The so-called PROP (Protect our Recovery through Oversight of Proprietary) Trading Act “is intended to reduce high-risk speculation at our nation’s critical financial institutions, encouraging them instead to focus on lower-risk, client-oriented services,” the senators said in a statement.

It would bar banks and bank holding companies from “high risk speculation” involving any stock, bond, option, commodity, derivative, “or other security or financial instrument.” 

“Risky trading by a handful of major firms contributed to the collapse of the some of the largest financial firms in the world, hundreds of billions of dollars in losses to taxpayers, and the devastation of the entire world economy,” said Sen. Carl Levin, D-Michigan.

The bill’s chief sponsors are Levin and Sen. Jeff Merkley, D-Oregon. They are joined in support by Senators Ted Kaufman, D-Delaware; Sherrod Brown, D-Ohio; and Jeanne Shaheen, D-New Hampshire.

The bill also bars those entities from investing in or sponsoring a hedge fund or private equity fund.

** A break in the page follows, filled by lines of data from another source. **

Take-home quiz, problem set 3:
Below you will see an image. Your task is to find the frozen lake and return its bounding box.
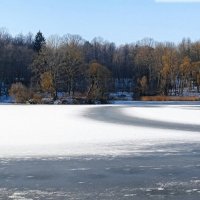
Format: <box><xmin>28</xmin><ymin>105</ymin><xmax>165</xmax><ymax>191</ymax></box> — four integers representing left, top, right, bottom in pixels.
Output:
<box><xmin>0</xmin><ymin>102</ymin><xmax>200</xmax><ymax>199</ymax></box>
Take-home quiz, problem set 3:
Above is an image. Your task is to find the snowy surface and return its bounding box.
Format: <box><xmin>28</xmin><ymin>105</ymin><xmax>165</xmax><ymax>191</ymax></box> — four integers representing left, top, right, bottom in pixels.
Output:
<box><xmin>123</xmin><ymin>105</ymin><xmax>200</xmax><ymax>125</ymax></box>
<box><xmin>0</xmin><ymin>104</ymin><xmax>200</xmax><ymax>158</ymax></box>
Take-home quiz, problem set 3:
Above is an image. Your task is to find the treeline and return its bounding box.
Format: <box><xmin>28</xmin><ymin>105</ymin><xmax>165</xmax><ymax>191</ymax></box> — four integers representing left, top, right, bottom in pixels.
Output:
<box><xmin>0</xmin><ymin>28</ymin><xmax>200</xmax><ymax>103</ymax></box>
<box><xmin>0</xmin><ymin>29</ymin><xmax>34</xmax><ymax>96</ymax></box>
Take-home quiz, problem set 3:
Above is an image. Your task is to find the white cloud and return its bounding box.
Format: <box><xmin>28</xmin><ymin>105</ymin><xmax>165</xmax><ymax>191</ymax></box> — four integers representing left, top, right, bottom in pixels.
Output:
<box><xmin>155</xmin><ymin>0</ymin><xmax>200</xmax><ymax>2</ymax></box>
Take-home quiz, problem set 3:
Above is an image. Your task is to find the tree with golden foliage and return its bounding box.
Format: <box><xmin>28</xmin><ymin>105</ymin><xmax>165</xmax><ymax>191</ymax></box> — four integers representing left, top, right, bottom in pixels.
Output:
<box><xmin>140</xmin><ymin>76</ymin><xmax>148</xmax><ymax>95</ymax></box>
<box><xmin>161</xmin><ymin>48</ymin><xmax>179</xmax><ymax>95</ymax></box>
<box><xmin>87</xmin><ymin>62</ymin><xmax>111</xmax><ymax>103</ymax></box>
<box><xmin>192</xmin><ymin>61</ymin><xmax>200</xmax><ymax>92</ymax></box>
<box><xmin>179</xmin><ymin>56</ymin><xmax>192</xmax><ymax>93</ymax></box>
<box><xmin>40</xmin><ymin>72</ymin><xmax>55</xmax><ymax>98</ymax></box>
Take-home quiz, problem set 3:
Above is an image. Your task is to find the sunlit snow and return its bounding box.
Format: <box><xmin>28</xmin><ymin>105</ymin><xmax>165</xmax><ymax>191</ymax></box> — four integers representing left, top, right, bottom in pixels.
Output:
<box><xmin>0</xmin><ymin>104</ymin><xmax>200</xmax><ymax>158</ymax></box>
<box><xmin>123</xmin><ymin>105</ymin><xmax>200</xmax><ymax>125</ymax></box>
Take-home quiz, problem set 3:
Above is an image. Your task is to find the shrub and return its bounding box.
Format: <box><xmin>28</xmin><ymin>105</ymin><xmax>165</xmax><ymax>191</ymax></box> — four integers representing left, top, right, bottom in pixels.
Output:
<box><xmin>28</xmin><ymin>93</ymin><xmax>42</xmax><ymax>104</ymax></box>
<box><xmin>9</xmin><ymin>82</ymin><xmax>30</xmax><ymax>103</ymax></box>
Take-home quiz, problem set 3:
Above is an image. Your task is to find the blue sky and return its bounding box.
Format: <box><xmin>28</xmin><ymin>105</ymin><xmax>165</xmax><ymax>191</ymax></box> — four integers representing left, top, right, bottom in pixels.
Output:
<box><xmin>0</xmin><ymin>0</ymin><xmax>200</xmax><ymax>44</ymax></box>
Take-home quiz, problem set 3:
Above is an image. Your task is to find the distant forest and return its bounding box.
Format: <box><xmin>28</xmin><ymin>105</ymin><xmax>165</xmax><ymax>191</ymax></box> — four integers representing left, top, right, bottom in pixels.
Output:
<box><xmin>0</xmin><ymin>28</ymin><xmax>200</xmax><ymax>103</ymax></box>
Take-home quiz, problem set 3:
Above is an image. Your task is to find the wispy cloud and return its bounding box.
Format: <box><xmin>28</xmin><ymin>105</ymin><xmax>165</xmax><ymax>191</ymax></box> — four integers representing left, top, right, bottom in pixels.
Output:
<box><xmin>155</xmin><ymin>0</ymin><xmax>200</xmax><ymax>3</ymax></box>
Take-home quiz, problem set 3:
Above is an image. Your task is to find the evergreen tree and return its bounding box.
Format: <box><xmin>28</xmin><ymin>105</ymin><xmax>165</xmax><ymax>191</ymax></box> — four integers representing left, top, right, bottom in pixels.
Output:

Since January, former Federal Reserve chairman Paul Volcker, a top economic advisor to President Obama, has been the chief proponent of separating big banks from their brokerage and investment divisions.

Volcker and Obama both contend that proprietary trading by banks helped fuel the financial crisis that was the prelude to the deepest U.S. recession in decades.

Volcker has stated that legislation is needed to protect the federally-insured deposits of big bank customers. There are “virtually insolvable conflicts of interest” that major financial institutions form that cannot be fixed by the “so-called Chinese walls between different divisions of an institution,” Volcker wrote last month in an opinion piece for The New York Times.